Sir Bernard Ingham is scathing about Campbell's role at No. 10. He believes he showed contempt for Parliament and cast aside rules and conventions observed by previous press secretaries. The Mafia, he claims, would recognise this phenomenon. Ingham says he never tried to get the BBC to change its running order when he was press secretary. Margaret Thatcher, he adds, was too straight to have allowed such behaviour. Clare Short wades in by accusing Campbell of favouring certain journalists and manipulating the Westminster lobby, adding that the lobby journalists allowed themselves to be manipulated.

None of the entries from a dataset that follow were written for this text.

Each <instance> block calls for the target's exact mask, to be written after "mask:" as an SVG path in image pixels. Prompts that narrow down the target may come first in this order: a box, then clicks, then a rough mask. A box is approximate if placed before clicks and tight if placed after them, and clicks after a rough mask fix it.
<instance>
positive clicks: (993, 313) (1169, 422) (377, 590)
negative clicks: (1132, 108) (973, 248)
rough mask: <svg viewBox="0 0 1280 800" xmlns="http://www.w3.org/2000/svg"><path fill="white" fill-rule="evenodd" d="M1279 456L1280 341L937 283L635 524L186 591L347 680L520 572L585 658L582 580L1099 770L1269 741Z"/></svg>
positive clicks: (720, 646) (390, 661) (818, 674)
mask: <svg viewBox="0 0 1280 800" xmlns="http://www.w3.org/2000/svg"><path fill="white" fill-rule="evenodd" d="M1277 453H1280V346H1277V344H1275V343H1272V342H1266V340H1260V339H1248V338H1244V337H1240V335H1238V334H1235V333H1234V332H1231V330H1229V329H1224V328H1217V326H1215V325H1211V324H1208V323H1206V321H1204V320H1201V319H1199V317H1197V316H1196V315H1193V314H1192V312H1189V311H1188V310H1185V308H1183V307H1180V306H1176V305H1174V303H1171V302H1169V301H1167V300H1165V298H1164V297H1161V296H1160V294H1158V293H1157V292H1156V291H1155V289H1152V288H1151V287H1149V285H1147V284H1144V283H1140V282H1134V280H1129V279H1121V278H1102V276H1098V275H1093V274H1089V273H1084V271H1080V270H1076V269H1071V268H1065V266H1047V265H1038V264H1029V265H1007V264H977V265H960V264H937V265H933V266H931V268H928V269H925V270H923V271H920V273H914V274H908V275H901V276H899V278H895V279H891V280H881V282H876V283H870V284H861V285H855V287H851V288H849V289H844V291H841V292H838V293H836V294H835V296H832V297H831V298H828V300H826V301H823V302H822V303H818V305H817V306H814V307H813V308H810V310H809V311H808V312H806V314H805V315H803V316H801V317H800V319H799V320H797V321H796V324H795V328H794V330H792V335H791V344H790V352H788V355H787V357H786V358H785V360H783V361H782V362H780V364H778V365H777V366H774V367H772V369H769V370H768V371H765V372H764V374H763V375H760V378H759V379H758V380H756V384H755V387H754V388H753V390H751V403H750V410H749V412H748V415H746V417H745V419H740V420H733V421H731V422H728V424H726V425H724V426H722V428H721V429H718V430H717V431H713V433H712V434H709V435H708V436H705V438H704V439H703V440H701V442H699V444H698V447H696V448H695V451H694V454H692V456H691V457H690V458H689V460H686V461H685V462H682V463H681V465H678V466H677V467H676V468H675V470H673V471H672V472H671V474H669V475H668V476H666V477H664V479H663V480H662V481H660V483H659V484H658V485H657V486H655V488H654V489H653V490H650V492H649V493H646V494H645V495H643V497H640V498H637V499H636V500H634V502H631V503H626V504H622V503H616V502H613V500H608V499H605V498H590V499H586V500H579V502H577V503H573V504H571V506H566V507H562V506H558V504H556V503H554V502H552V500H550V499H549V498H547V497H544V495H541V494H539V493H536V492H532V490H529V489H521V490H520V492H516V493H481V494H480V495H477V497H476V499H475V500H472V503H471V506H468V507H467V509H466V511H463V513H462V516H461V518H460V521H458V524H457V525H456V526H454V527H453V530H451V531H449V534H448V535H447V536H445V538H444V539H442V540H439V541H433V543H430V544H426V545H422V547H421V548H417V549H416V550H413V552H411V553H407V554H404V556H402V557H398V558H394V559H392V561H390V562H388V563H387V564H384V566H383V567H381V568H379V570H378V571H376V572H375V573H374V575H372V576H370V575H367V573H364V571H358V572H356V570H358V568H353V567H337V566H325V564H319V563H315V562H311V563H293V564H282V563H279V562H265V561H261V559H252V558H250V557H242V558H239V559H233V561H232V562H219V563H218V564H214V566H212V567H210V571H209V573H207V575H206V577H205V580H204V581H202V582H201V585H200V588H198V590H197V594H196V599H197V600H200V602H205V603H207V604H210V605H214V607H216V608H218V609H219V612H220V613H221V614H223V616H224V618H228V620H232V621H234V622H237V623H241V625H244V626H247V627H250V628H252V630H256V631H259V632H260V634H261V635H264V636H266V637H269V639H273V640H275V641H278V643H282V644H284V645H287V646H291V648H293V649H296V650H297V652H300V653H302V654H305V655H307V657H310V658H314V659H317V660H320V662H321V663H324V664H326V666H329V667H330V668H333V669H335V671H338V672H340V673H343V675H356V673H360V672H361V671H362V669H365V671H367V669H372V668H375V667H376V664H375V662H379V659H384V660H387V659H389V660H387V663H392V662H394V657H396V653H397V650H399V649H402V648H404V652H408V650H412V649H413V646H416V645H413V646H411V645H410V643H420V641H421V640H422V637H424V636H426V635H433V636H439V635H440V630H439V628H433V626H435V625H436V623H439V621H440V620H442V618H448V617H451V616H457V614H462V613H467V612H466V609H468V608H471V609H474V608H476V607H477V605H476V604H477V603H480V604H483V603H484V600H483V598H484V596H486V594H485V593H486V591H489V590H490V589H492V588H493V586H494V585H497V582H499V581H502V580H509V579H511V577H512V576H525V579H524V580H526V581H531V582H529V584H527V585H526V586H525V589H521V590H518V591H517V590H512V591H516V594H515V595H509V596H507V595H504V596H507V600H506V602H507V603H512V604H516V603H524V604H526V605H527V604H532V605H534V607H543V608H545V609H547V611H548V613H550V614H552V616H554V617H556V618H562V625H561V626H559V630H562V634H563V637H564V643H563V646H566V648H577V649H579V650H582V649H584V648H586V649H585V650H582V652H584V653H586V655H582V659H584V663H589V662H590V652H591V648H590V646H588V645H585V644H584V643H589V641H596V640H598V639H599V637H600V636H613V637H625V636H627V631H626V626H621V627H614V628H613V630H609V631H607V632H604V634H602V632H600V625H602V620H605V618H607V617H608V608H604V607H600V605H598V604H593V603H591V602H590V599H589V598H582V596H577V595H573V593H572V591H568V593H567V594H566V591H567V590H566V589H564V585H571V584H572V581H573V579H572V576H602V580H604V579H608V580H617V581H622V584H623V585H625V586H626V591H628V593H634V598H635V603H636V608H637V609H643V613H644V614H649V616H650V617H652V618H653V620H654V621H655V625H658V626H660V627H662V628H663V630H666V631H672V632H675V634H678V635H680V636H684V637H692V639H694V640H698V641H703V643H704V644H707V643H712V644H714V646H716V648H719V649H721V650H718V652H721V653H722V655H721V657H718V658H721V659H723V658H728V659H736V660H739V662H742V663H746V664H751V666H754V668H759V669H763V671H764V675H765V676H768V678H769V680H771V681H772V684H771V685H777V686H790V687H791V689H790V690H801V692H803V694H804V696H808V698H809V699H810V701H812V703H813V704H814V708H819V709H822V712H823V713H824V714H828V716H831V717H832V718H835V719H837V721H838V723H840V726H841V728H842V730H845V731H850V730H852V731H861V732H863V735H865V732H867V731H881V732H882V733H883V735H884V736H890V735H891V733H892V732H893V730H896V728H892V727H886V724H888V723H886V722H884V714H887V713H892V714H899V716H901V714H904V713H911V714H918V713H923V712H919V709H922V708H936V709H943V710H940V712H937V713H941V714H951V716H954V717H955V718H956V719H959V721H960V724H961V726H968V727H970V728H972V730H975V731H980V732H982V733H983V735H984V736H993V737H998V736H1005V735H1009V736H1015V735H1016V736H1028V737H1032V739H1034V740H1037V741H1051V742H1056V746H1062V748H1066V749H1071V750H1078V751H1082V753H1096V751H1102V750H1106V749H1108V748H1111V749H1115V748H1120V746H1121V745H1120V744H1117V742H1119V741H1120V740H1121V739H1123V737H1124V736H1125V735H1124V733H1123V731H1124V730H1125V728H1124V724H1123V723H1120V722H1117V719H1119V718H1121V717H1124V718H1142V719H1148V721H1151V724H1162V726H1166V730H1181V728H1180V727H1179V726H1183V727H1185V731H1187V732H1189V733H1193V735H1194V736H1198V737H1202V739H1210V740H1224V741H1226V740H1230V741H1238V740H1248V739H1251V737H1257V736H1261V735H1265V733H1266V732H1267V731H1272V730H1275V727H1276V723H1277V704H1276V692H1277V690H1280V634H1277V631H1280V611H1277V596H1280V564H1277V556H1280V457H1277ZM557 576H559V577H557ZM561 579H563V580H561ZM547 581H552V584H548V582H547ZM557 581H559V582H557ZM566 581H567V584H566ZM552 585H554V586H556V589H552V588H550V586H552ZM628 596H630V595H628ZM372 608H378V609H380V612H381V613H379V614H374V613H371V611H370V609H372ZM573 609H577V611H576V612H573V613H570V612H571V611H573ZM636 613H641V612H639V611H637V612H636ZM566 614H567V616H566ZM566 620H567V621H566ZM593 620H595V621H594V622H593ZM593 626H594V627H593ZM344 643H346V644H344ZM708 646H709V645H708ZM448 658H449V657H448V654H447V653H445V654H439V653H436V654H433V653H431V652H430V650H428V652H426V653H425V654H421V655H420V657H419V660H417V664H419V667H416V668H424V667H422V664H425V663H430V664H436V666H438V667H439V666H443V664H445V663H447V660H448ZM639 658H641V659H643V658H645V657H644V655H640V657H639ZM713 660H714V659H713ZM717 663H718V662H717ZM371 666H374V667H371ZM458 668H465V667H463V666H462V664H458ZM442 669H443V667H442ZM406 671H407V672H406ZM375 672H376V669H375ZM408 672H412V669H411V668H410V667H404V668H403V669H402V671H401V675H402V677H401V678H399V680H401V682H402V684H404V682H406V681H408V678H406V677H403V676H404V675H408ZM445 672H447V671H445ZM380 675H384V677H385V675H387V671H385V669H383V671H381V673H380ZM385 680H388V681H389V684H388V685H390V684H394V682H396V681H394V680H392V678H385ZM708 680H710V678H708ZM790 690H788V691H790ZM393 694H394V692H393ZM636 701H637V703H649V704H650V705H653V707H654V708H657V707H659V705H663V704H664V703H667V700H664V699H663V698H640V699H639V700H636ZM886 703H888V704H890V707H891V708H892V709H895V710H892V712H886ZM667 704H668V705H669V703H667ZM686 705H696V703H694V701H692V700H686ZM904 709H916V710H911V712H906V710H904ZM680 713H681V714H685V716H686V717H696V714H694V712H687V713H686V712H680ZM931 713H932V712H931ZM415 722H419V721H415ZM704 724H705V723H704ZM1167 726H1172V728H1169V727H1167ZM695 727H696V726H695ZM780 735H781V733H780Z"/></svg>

It had to end in tears, of course. Alan Duncan believes that Campbell lost his sense of perspective over Andrew Gilligan's reporting. It was a failure of judgment and the most counter-productive tantrum in the history of politics. Neil Kinnock, Peter Hain and Campbell's former editor Eve Pollard defend Campbell. Kinnock says that when Campbell was a journalist he was always ready to help because in many respects he was angry on our behalf but he was never a propagandist', which contradicts some of the other contributors to this programme. Hain says Campbell understood better than anyone the 24-hour news agenda. My own view is that Campbell altered the way government is now seen by the public, for the worse. People realise that presentation is everything to this government. It is no longer trusted or believed except by the faithful. Perhaps, though, winning in politics is all that matters and by that measure Campbell succeeded. It came at a price, though.